Augusto Sampaio foi autor da pancada que deixou estudante ferido na testa durante protesto em Goiânia no último mês de abril

A Corregedoria da Polícia Militar de Goiás concluiu na última sexta-feira (9), o inquérito que apura a agressão praticada pelo Capitão Augusto Sampaio com um golpe de cassetete contra o estudante Mateus Ferreira da Silva, de 33 anos, durante um protesto realizado no último dia 28 de abril na Praça do Trabalhador, em Goiânia. No inquérito, que agora será encaminhado à Justiça Militar, o capitão foi indiciado por lesão corporal grave, crime que tem pena prevista de um, a quatro anos de reclusão, e que pode culminar com a exclusão do oficial dos quadros da Polícia Militar de Goiás.

Durante 39 dias, a Corregedoria da PM, segundo o tenente coronel Denilson de Araújo Brito, responsável pelo inquérito, ouviu 26 pessoas, entre elas o capitão Augusto Sampaio. “Os depoimentos, as imagens, e o laudo médico, mesmo ainda não tendo sido concluído, já que o Mateus foi liberado, mas ainda não recebeu alta, fizeram com que chegássemos à conclusão de que o capitão deve responder por esse delito. O inquérito agora está sendo remetido à Justiça Militar, que encaminhará o mesmo para apreciação do Ministério Público, que é quem oferecerá, ou não, a denúncia contra o oficial. Nossa parte na investigação termina aqui”, pontuou o tenente coronel.

O inquérito da PM é semelhante ao concluído na semana passada pela Polícia Civil, que também indiciou o capitão por lesão corporal grave e abuso de autoridade. “Nós não temos competência para apurar abuso de autoridade, já que esse é um crime de responsabilidade civil”, concluiu Denilson de Araújo Brito. Por determinação do comandante geral da PM, coronel Divino Alves, desde a época da agressão, o capitão Sampaio foi retirado do serviço operacional, e realiza apenas funções burocráticas dentro da corporação.
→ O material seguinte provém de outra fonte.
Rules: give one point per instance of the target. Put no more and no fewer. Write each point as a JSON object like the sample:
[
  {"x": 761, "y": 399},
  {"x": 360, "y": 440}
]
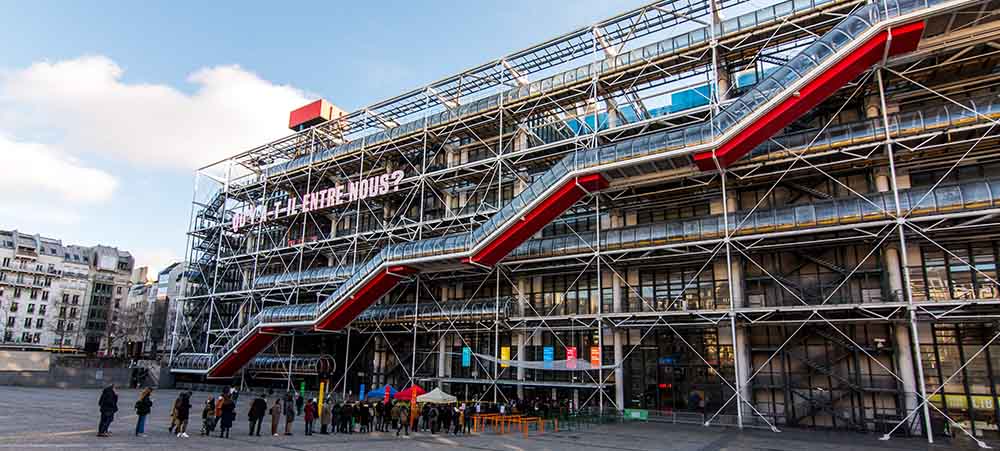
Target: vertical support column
[
  {"x": 722, "y": 80},
  {"x": 738, "y": 332},
  {"x": 619, "y": 369},
  {"x": 741, "y": 346},
  {"x": 378, "y": 366},
  {"x": 902, "y": 345},
  {"x": 519, "y": 342},
  {"x": 519, "y": 338},
  {"x": 914, "y": 339},
  {"x": 442, "y": 358}
]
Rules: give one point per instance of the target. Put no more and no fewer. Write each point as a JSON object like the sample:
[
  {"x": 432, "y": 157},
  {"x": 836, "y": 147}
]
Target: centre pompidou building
[{"x": 776, "y": 217}]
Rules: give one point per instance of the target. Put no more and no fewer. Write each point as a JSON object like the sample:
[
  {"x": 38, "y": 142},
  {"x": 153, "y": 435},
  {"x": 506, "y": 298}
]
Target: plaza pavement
[{"x": 34, "y": 418}]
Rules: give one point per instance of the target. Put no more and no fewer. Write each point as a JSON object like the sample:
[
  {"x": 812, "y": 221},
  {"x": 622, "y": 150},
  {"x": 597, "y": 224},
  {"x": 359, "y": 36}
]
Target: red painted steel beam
[
  {"x": 251, "y": 346},
  {"x": 534, "y": 220},
  {"x": 904, "y": 39},
  {"x": 370, "y": 292}
]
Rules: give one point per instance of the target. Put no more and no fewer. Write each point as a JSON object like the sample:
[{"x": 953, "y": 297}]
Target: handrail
[{"x": 781, "y": 84}]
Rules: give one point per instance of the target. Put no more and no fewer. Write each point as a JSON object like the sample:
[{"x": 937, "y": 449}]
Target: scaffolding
[{"x": 781, "y": 219}]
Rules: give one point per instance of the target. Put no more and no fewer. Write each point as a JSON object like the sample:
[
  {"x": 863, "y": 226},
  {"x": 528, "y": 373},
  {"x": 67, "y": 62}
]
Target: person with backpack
[
  {"x": 403, "y": 414},
  {"x": 325, "y": 417},
  {"x": 228, "y": 415},
  {"x": 275, "y": 416},
  {"x": 142, "y": 408},
  {"x": 208, "y": 417},
  {"x": 258, "y": 408},
  {"x": 183, "y": 413},
  {"x": 108, "y": 404},
  {"x": 310, "y": 416},
  {"x": 289, "y": 414}
]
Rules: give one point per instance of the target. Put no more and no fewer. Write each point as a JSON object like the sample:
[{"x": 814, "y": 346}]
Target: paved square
[{"x": 67, "y": 419}]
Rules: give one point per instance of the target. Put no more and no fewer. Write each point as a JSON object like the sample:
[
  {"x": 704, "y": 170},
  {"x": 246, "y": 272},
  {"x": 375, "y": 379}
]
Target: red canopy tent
[{"x": 410, "y": 393}]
Internado em estado grave no Hospital de Urgências de Goiânia (Hugo), Mateus Ferreira, que foi atingido na testa, se recuperou e 11 dias depois foi liberado, mas no último dia 18 de maio passou por um segundo procedimento para preencher com cimento cirúrgico uma perda óssea na testa, acima da sobrancelha. A previsão dos médicos é a de que ele não precisará mais voltar ao hospital.